Why should tax dollars spent here go to a state like Victoria, which has the country’s highest debt burden and highest tax rates?
State Treasury officials told me this week that, over four years, we could be anywhere between $6 and $10 billion worse off.
That funding gap amounts to a “sea of depression” for NSW bean-counters, one said.
It’s not just NSW government officials who think we are getting a raw deal.
“NSW is being ripped off,” says respected independent economist Chris Richardson, a Canberran.
The real problem, respected economists say, is the sweetheart deal inked by then-Treasurer Scott Morrison in 2018.
The “no worse off guarantee” put a floor in place for GST payments to ensure that no state would (at the time) get less than 70 cents in the dollar.

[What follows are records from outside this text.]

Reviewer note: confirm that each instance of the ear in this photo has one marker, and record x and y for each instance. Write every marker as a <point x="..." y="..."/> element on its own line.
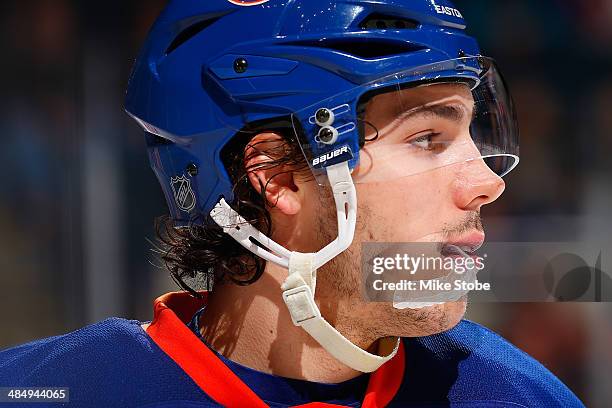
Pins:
<point x="267" y="174"/>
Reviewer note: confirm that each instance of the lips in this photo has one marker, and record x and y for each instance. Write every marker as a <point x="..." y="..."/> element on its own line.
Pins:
<point x="466" y="244"/>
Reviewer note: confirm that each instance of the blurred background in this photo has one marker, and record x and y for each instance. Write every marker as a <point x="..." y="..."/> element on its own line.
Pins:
<point x="77" y="197"/>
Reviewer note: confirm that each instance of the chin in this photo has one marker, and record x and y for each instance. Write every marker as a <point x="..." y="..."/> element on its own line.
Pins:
<point x="428" y="320"/>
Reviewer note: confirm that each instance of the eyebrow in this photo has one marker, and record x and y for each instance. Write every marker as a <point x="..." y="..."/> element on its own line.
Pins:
<point x="454" y="112"/>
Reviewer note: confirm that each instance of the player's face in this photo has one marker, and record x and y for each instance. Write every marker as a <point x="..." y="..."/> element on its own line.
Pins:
<point x="441" y="204"/>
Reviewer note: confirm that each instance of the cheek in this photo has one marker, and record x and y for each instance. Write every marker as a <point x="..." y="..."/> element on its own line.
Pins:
<point x="406" y="209"/>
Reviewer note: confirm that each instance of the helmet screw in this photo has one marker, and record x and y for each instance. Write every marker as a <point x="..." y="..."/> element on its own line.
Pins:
<point x="192" y="169"/>
<point x="240" y="65"/>
<point x="328" y="135"/>
<point x="324" y="117"/>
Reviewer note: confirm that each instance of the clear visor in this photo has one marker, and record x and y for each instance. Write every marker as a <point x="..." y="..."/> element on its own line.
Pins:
<point x="454" y="112"/>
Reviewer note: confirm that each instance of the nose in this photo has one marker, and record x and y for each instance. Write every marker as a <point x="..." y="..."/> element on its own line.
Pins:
<point x="476" y="185"/>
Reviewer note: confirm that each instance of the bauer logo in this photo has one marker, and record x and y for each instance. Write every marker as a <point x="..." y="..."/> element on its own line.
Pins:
<point x="336" y="156"/>
<point x="248" y="2"/>
<point x="183" y="193"/>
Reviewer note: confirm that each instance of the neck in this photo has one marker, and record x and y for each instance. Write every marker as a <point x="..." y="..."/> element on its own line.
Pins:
<point x="251" y="326"/>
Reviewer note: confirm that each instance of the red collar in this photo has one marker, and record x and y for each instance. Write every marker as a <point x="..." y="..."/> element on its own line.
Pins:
<point x="169" y="331"/>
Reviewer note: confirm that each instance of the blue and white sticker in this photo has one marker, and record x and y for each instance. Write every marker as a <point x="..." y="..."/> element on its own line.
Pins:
<point x="332" y="157"/>
<point x="247" y="3"/>
<point x="183" y="193"/>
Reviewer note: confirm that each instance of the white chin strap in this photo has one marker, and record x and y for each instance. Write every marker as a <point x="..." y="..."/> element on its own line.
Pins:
<point x="299" y="287"/>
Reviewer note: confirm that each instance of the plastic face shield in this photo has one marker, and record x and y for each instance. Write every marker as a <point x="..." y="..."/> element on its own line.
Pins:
<point x="444" y="114"/>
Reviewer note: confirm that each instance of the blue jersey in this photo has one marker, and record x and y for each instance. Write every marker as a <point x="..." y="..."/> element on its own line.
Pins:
<point x="115" y="363"/>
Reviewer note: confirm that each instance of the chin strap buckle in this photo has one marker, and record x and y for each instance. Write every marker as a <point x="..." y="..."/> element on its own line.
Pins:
<point x="301" y="305"/>
<point x="298" y="288"/>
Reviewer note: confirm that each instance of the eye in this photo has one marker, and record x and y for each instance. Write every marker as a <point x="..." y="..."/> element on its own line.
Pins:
<point x="425" y="142"/>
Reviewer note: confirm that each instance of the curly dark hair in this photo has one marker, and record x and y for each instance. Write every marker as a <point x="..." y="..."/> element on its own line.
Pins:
<point x="202" y="252"/>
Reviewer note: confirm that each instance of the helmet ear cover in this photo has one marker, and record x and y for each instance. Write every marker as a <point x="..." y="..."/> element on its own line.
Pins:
<point x="280" y="125"/>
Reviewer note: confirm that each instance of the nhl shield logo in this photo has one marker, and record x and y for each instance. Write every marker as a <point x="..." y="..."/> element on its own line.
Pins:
<point x="183" y="194"/>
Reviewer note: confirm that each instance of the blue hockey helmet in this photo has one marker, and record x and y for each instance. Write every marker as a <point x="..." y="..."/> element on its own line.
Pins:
<point x="210" y="68"/>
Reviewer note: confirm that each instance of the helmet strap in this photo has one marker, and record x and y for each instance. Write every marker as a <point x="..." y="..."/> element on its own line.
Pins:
<point x="299" y="287"/>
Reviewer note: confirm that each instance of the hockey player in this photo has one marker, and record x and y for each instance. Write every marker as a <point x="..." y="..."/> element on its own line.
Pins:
<point x="285" y="135"/>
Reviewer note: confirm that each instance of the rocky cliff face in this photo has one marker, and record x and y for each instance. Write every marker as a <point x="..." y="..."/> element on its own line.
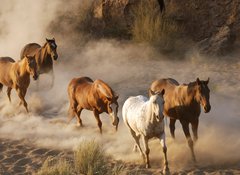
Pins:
<point x="214" y="23"/>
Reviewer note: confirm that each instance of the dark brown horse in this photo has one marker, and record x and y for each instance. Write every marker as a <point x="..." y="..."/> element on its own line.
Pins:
<point x="16" y="75"/>
<point x="43" y="55"/>
<point x="96" y="96"/>
<point x="183" y="103"/>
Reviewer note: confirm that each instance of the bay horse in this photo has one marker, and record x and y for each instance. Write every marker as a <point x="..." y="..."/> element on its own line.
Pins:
<point x="183" y="103"/>
<point x="43" y="55"/>
<point x="16" y="75"/>
<point x="96" y="96"/>
<point x="144" y="118"/>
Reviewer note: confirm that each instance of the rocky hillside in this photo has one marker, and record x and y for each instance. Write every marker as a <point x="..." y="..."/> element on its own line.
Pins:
<point x="215" y="24"/>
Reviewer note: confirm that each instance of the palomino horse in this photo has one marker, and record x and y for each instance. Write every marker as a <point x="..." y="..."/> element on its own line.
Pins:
<point x="144" y="118"/>
<point x="43" y="55"/>
<point x="183" y="102"/>
<point x="96" y="96"/>
<point x="17" y="75"/>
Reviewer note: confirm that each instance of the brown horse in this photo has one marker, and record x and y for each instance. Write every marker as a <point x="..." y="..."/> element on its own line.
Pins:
<point x="17" y="75"/>
<point x="183" y="103"/>
<point x="96" y="96"/>
<point x="43" y="55"/>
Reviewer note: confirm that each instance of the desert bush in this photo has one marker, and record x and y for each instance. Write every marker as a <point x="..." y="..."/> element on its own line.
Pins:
<point x="90" y="159"/>
<point x="55" y="166"/>
<point x="151" y="26"/>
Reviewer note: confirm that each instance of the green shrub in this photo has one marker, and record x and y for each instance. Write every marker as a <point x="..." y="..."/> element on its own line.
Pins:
<point x="151" y="26"/>
<point x="55" y="166"/>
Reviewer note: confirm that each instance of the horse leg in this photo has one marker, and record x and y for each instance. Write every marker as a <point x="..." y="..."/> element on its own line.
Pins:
<point x="96" y="114"/>
<point x="163" y="143"/>
<point x="9" y="93"/>
<point x="185" y="126"/>
<point x="53" y="78"/>
<point x="1" y="86"/>
<point x="195" y="129"/>
<point x="78" y="113"/>
<point x="21" y="94"/>
<point x="137" y="143"/>
<point x="172" y="127"/>
<point x="147" y="151"/>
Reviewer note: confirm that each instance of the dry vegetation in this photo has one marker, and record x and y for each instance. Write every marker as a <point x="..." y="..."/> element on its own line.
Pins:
<point x="89" y="159"/>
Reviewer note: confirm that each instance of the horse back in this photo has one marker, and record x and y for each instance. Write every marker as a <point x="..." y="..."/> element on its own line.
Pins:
<point x="80" y="91"/>
<point x="29" y="49"/>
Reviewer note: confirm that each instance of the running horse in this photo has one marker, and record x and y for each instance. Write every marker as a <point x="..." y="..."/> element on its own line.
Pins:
<point x="96" y="96"/>
<point x="16" y="75"/>
<point x="145" y="120"/>
<point x="183" y="103"/>
<point x="43" y="55"/>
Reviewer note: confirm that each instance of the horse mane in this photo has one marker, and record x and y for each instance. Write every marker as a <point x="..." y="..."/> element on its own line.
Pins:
<point x="104" y="88"/>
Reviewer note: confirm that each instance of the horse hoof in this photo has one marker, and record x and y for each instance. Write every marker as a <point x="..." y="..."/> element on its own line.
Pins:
<point x="148" y="166"/>
<point x="166" y="171"/>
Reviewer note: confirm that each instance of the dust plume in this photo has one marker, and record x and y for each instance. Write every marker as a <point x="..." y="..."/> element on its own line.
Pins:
<point x="129" y="69"/>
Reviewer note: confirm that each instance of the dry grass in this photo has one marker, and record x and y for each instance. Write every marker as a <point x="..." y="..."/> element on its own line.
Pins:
<point x="90" y="158"/>
<point x="151" y="27"/>
<point x="55" y="166"/>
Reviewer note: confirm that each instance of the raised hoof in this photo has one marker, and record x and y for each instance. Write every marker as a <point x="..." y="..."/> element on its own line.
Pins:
<point x="148" y="166"/>
<point x="166" y="171"/>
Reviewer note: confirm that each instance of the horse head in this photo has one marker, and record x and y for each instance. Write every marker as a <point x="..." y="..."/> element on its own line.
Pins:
<point x="203" y="94"/>
<point x="32" y="66"/>
<point x="52" y="48"/>
<point x="158" y="103"/>
<point x="111" y="101"/>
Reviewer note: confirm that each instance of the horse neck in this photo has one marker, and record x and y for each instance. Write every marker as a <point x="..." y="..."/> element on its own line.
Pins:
<point x="21" y="66"/>
<point x="43" y="52"/>
<point x="149" y="112"/>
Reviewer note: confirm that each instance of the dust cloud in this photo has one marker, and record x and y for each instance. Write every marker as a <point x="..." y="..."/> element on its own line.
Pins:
<point x="129" y="69"/>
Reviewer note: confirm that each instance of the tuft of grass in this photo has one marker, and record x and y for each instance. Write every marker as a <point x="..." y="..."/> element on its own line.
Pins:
<point x="90" y="159"/>
<point x="151" y="26"/>
<point x="55" y="166"/>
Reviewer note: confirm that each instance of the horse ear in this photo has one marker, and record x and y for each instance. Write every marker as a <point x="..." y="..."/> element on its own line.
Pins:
<point x="151" y="92"/>
<point x="116" y="96"/>
<point x="208" y="80"/>
<point x="198" y="81"/>
<point x="163" y="92"/>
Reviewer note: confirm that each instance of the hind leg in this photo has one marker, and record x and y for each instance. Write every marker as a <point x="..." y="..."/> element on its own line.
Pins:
<point x="78" y="113"/>
<point x="1" y="86"/>
<point x="195" y="129"/>
<point x="185" y="126"/>
<point x="172" y="127"/>
<point x="9" y="93"/>
<point x="137" y="143"/>
<point x="96" y="114"/>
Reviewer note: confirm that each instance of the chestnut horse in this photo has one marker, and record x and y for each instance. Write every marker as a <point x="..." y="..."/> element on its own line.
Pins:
<point x="17" y="75"/>
<point x="43" y="55"/>
<point x="96" y="96"/>
<point x="183" y="103"/>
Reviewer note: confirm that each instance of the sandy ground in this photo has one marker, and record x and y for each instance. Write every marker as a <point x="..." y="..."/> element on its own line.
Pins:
<point x="26" y="140"/>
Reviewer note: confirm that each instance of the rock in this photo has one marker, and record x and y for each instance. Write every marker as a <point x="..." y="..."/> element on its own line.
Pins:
<point x="219" y="44"/>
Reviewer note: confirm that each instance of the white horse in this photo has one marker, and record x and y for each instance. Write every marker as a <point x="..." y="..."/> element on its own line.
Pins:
<point x="144" y="118"/>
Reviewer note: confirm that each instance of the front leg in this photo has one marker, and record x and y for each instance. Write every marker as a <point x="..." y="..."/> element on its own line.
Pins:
<point x="99" y="122"/>
<point x="147" y="151"/>
<point x="164" y="147"/>
<point x="185" y="126"/>
<point x="21" y="94"/>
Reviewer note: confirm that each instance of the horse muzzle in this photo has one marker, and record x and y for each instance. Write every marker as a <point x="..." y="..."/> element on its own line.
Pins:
<point x="35" y="77"/>
<point x="115" y="123"/>
<point x="207" y="108"/>
<point x="55" y="57"/>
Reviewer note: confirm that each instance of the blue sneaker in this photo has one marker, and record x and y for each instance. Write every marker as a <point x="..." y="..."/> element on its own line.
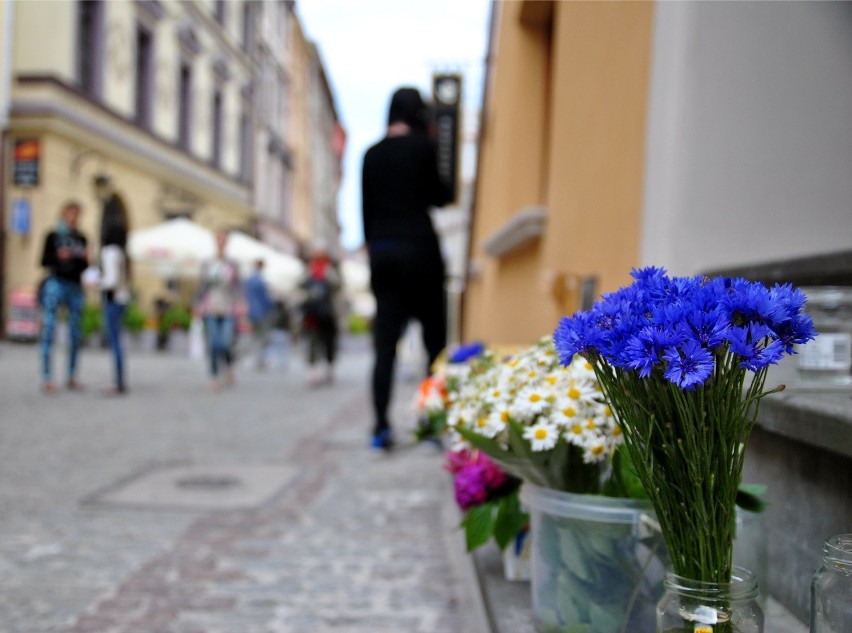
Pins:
<point x="383" y="440"/>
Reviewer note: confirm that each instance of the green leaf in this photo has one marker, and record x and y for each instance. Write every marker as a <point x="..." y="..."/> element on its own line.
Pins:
<point x="627" y="481"/>
<point x="478" y="525"/>
<point x="510" y="520"/>
<point x="748" y="497"/>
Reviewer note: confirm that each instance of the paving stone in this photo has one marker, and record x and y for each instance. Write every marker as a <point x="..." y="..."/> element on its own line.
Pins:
<point x="343" y="540"/>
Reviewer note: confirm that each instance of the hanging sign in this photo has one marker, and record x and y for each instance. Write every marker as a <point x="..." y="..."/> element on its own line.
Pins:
<point x="446" y="97"/>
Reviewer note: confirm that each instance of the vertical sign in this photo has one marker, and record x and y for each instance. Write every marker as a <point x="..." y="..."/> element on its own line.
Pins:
<point x="21" y="216"/>
<point x="446" y="96"/>
<point x="25" y="162"/>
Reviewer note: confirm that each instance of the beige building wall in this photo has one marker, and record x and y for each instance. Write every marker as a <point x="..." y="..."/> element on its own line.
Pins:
<point x="560" y="161"/>
<point x="300" y="135"/>
<point x="80" y="138"/>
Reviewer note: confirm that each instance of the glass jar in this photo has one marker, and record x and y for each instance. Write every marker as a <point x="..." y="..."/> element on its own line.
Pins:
<point x="831" y="588"/>
<point x="828" y="358"/>
<point x="695" y="606"/>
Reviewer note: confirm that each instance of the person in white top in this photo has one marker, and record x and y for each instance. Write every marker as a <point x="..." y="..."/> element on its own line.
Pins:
<point x="115" y="296"/>
<point x="220" y="295"/>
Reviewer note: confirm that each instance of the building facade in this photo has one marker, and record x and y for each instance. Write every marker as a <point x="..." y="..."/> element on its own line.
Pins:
<point x="692" y="136"/>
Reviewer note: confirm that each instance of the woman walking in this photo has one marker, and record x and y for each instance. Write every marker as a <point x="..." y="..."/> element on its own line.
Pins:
<point x="220" y="294"/>
<point x="115" y="296"/>
<point x="400" y="183"/>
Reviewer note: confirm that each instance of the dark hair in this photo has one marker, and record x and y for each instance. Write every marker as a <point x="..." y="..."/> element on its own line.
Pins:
<point x="407" y="107"/>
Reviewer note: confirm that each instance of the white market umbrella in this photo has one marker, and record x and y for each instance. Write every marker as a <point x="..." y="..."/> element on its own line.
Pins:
<point x="177" y="247"/>
<point x="281" y="271"/>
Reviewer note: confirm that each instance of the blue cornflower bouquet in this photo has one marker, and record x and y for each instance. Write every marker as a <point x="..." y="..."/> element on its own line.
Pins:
<point x="683" y="362"/>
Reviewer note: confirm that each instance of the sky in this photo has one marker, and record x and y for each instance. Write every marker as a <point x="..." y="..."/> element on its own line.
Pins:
<point x="371" y="47"/>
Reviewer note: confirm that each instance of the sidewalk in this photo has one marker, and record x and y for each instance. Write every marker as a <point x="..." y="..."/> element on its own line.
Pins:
<point x="254" y="510"/>
<point x="152" y="513"/>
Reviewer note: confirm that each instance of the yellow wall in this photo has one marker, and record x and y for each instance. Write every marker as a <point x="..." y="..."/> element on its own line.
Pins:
<point x="564" y="126"/>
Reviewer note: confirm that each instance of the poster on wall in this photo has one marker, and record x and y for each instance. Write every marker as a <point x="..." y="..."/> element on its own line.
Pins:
<point x="25" y="162"/>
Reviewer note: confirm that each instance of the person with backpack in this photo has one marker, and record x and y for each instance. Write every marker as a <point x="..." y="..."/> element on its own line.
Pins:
<point x="65" y="256"/>
<point x="319" y="314"/>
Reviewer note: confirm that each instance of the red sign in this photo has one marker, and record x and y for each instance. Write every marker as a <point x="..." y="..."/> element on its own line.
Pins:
<point x="25" y="162"/>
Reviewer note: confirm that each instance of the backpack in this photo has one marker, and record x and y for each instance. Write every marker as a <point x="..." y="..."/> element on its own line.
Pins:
<point x="318" y="304"/>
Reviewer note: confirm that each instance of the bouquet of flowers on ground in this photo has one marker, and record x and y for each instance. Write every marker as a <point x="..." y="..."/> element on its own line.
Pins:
<point x="489" y="498"/>
<point x="434" y="392"/>
<point x="550" y="425"/>
<point x="683" y="362"/>
<point x="543" y="422"/>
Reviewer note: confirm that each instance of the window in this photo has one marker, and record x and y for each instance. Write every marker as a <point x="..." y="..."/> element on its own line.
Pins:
<point x="90" y="46"/>
<point x="245" y="148"/>
<point x="219" y="12"/>
<point x="248" y="27"/>
<point x="144" y="76"/>
<point x="185" y="106"/>
<point x="217" y="128"/>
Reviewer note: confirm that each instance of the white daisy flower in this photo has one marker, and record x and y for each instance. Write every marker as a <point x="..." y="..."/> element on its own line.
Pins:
<point x="542" y="435"/>
<point x="530" y="402"/>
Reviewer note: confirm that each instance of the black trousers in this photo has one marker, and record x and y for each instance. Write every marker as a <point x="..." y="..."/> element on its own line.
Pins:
<point x="408" y="283"/>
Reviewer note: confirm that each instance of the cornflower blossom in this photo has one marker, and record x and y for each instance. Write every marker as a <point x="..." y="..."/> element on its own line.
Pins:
<point x="678" y="327"/>
<point x="684" y="361"/>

The Prime Minister reconfirmed his commitment to the deal by signing “No Change to WA GST” on a journalist’s arm last month.
The deal has led to an “industrial strength fire hose” of cash being pumped into the West, Richardson says.
“The first $400 of personal tax we pay every year is for a deal that is essentially in place to prop up marginal electorates in Western Australia.”
Like it or not, the WA deal and Tuesday’s arcane reallocation of funds will help the WA government pay for policies like a $19 million fund to poach major film productions or $1.3 million for regional art organisation grants.
Neither project will do anything to employ extra nurses in struggling NSW hospitals or help fix our crippling housing crisis.
In Victoria, the extra cash could help the state government spend $13 million to upgrade dog parks or $60 million for “Next Generation Trams” in Melbourne’s west.
That won’t build new Metro lines to help Sydney commuters get to and from work any faster.
We won’t know the full impact of the cuts until Mookhey delivers his Budget later this year but one thing’s for sure: any hopes of returning to surplus are dead.
It also leaves the Minns government in an almost impossible situation.
Despite all the blustering from NSW this week, officials concede that there is no way the Commonwealth Grants Commission’s decision will be overturned.
Minns needs to seriously rattle the can elsewhere or face deep spending cuts or tax hikes, neither of which he wants to do. That means playing hard ball with the Commonwealth on things like infrastructure spending and health funding.
One option that is on the table will be holding out on increasing funding for the NDIS, something Albanese wants all states to do.
The Albanese government has already soured relations with its NSW counterparts after pulling funding from crucial road projects like the M7-M12 link.
Mookhey will face off with federal Treasurer Jim Chalmers on Friday at a web hook-up of the nation’s finance ministers.
He’ll be sent to deliver a simple message: on federal funding, NSW is sick of missing out.